After conversion to Base32 form, dash '-' characters are inserted between groups of 4 characters to aid reading. This representation improves the accuracy of both data entry and verification.

3.1.1. Precision Improvement

Precision improvement is the practice of using a high precision UDF (e.g. 260 bits) calculated from content data that has been validated according to a lower precision UDF (e.g. 120 bits).

This allows a lower precision UDF to be used in a medium such as a business card where space is constrained without compromising subsequent uses.

Applications SHOULD make use of precision improvement wherever possible.

3.2. Type Identifier

A Version Identifier consists of a single byte.

The byte codes have been chosen so that the first character of the Base32 presentation of the UDF provides a mnemonic for its type. A SHA-2 fingerprint UDF will always have M (for Merkle Damgard) as the initial letter, a SHA-3 fingerprint UDF will always have K (for Keccak) as the initial letter, and so on.

The following version identifiers are specified in this document:

Table 1
Type ID Initial Algorithm
0 A HMAC_SHA_2_512
1 A HMAC_SHA_3_512
32 E HKDF_AES_512
33 E HKDF_AES_512
80 K SHA_3_512
81 K SHA_3_512 (20 compressed)
82 K SHA_3_512 (30 compressed)
83 K SHA_3_512 (40 compressed)
84 K SHA_3_512 (50 compressed)
96 M SHA_2_512
97 M SHA_2_512 (20 compressed)
98 M SHA_2_512 (30 compressed)
99 M SHA_2_512 (40 compressed)
100 M SHA_2_512 (50 compressed)
104 N Nonce Data
112 O OID distinguished sequence (DER encoded)
144 S Shamir Secret Share
200 Z Secret seed

3.3. Content Type Identifier

A secure cryptographic digest algorithm provides a unique digest value that is probabilistically unique for a particular byte sequence but does not fix the context in which a byte sequence is interpreted.
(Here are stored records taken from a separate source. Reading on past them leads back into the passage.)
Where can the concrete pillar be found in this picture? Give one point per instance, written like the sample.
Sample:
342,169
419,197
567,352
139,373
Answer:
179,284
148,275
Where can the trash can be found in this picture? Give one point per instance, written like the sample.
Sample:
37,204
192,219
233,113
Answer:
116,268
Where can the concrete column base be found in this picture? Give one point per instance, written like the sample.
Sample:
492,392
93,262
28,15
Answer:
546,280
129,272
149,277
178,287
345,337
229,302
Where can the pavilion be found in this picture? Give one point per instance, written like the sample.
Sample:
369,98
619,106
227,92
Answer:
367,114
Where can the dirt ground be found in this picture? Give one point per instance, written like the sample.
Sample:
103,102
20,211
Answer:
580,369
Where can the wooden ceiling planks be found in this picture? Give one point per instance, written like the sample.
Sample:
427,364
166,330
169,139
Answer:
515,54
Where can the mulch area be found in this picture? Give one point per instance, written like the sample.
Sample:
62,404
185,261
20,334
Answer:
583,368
While such ambiguity may be tolerated in a fingerprint format designed for a single specific field of use, it is not acceptable in a general-purpose format.

For example, the SSH and OpenPGP applications both make use of fingerprints as identifiers for the public keys used but using different digest algorithms and data formats for representing the public key data. While no such vulnerability has been demonstrated to date, it is certainly conceivable that a crafty attacker might construct an SSH key in such a fashion that OpenPGP interprets the data in an insecure fashion. If the number of applications making use of fingerprint format that permits such substitutions is sufficiently large, the probability of a semantic substitution vulnerability being possible becomes unacceptably large.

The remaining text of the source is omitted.